I generally agree. However, there are some expression marks that do have a dynamic implication: Composers up to and including Beethoven frequently used dolce as a particular dynamic; also sotto voce and en dehors etc. clearly have dynamic implications…

Although molto espressivo, en dehors and sotto voce have practical dynamic implications, these are more open to interpretation than ff or pp, which indicate basic dynamic levels that form the background against which the other three make modifications.

David

Which is precisely why I think Dorico’s approach is helpful. The ability to associate some expressions with a dynamic level is a good thing.

That said.
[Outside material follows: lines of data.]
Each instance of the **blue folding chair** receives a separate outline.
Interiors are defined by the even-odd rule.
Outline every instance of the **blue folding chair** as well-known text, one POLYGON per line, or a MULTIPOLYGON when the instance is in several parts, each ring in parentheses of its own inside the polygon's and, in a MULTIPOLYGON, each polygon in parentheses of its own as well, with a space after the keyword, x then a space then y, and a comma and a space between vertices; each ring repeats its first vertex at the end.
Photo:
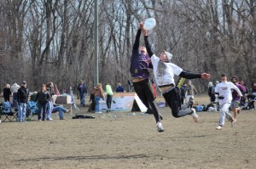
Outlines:
POLYGON ((17 110, 12 110, 11 103, 9 101, 3 102, 0 105, 0 115, 2 121, 17 121, 17 110))

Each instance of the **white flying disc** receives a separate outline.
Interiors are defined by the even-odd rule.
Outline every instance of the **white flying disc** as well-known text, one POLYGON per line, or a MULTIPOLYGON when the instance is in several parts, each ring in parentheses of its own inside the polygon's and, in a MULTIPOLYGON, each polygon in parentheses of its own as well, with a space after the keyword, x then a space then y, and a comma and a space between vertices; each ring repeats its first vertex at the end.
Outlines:
POLYGON ((143 28, 145 30, 151 30, 153 29, 156 25, 155 20, 154 18, 148 18, 145 20, 143 28))

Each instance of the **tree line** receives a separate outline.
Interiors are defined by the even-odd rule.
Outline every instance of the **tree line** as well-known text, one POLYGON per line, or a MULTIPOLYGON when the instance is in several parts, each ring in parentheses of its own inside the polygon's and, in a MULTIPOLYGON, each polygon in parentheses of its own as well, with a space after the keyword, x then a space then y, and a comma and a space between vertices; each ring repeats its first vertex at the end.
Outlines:
MULTIPOLYGON (((0 2, 0 84, 26 80, 32 91, 53 82, 61 89, 94 79, 94 0, 0 2)), ((154 18, 153 51, 171 52, 183 70, 222 72, 255 81, 254 0, 98 1, 99 82, 128 88, 138 23, 154 18)), ((143 44, 143 39, 141 39, 143 44)), ((208 81, 193 80, 200 92, 208 81)))

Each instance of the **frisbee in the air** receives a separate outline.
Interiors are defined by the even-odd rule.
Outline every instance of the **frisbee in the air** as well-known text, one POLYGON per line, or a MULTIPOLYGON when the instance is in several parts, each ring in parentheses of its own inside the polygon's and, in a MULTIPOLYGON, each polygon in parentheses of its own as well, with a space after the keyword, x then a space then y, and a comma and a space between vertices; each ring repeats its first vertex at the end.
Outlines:
POLYGON ((145 20, 143 28, 145 30, 151 30, 153 29, 156 25, 155 20, 154 18, 148 18, 145 20))

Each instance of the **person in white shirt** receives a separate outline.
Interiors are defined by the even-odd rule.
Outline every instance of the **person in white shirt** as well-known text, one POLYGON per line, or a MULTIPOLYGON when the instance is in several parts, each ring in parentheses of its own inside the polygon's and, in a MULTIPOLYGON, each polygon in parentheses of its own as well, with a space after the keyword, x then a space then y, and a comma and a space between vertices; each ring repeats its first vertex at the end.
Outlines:
MULTIPOLYGON (((192 73, 183 70, 177 65, 171 63, 172 55, 168 52, 163 52, 160 57, 157 57, 151 50, 150 44, 148 41, 148 31, 143 30, 145 46, 150 57, 155 82, 160 89, 163 96, 172 109, 172 114, 174 117, 179 118, 187 115, 191 115, 195 122, 198 122, 198 115, 195 109, 182 109, 179 89, 174 82, 174 75, 187 79, 202 78, 209 79, 211 75, 207 73, 192 73)), ((192 103, 189 103, 192 104, 192 103)), ((188 105, 191 107, 191 105, 188 105)))
POLYGON ((215 93, 218 95, 219 103, 220 118, 218 121, 218 126, 216 127, 217 130, 221 130, 224 126, 225 118, 231 121, 231 127, 236 120, 230 114, 230 107, 232 101, 232 91, 236 90, 238 93, 238 96, 241 97, 242 94, 239 88, 232 82, 227 82, 226 74, 221 74, 222 82, 218 83, 215 87, 215 93))

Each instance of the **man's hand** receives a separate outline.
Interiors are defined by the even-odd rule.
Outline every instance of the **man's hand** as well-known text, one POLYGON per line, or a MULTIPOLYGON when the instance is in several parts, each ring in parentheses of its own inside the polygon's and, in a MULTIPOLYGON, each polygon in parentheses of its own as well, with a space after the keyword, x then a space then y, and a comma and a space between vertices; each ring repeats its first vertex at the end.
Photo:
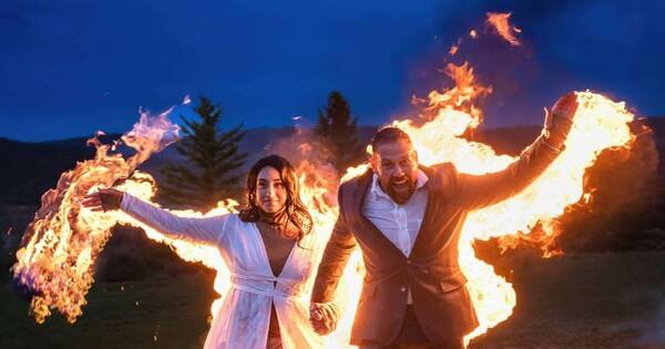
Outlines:
POLYGON ((332 332, 337 328, 339 309, 329 302, 311 302, 309 305, 309 322, 314 331, 324 336, 332 332))
POLYGON ((96 193, 88 194, 81 202, 85 208, 94 212, 106 212, 120 208, 123 192, 114 188, 99 189, 96 193))
POLYGON ((545 114, 545 138, 552 146, 561 148, 573 126, 577 111, 577 96, 574 92, 564 94, 545 114))

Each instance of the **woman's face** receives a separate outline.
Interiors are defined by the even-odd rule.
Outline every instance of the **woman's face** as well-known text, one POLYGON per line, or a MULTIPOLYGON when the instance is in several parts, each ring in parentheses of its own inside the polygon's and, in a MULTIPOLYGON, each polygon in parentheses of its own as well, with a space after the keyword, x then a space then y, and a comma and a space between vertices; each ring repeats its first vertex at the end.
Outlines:
POLYGON ((286 186, 279 172, 270 166, 263 167, 256 178, 258 208, 269 214, 278 213, 286 204, 286 186))

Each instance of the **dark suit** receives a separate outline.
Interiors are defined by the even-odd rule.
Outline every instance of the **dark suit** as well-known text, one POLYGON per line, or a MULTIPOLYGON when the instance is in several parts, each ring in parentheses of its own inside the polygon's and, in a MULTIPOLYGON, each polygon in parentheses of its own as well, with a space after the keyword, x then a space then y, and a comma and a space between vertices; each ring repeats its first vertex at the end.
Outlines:
MULTIPOLYGON (((557 145, 555 145, 557 146, 557 145)), ((402 327, 407 290, 422 333, 432 343, 460 339, 478 326, 458 264, 460 230, 472 209, 505 199, 532 183, 559 152, 539 137, 504 171, 481 176, 452 164, 422 167, 428 202, 418 238, 405 256, 362 213, 368 171, 339 187, 339 217, 318 268, 311 300, 330 301, 356 245, 367 274, 351 331, 352 345, 391 343, 402 327)))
There are many expressions that are indeterminate with respect to dynamic, which is where I would support @PjotrB in his desire for a Sibelius-esque expression text.

One problem is that these kinds of markings don’t have a consistent placement or font design. Sometimes above the staff, sometimes below; sometimes following a dynamic (but clearly meant for the same position), sometimes below or above a hairpin; often but not always in italics. The best position often depends on the range of notes. It seems to me there’s too much variety to codify a use case for the software; the best we can do is position Shift-X text manually using an appropriate font.

Another advantage of Shift-X text is that you can turn off collision avoidance on it and really place it wherever you want. Also useful when you have some pile-up of text-based playing techniques messing up the spacing.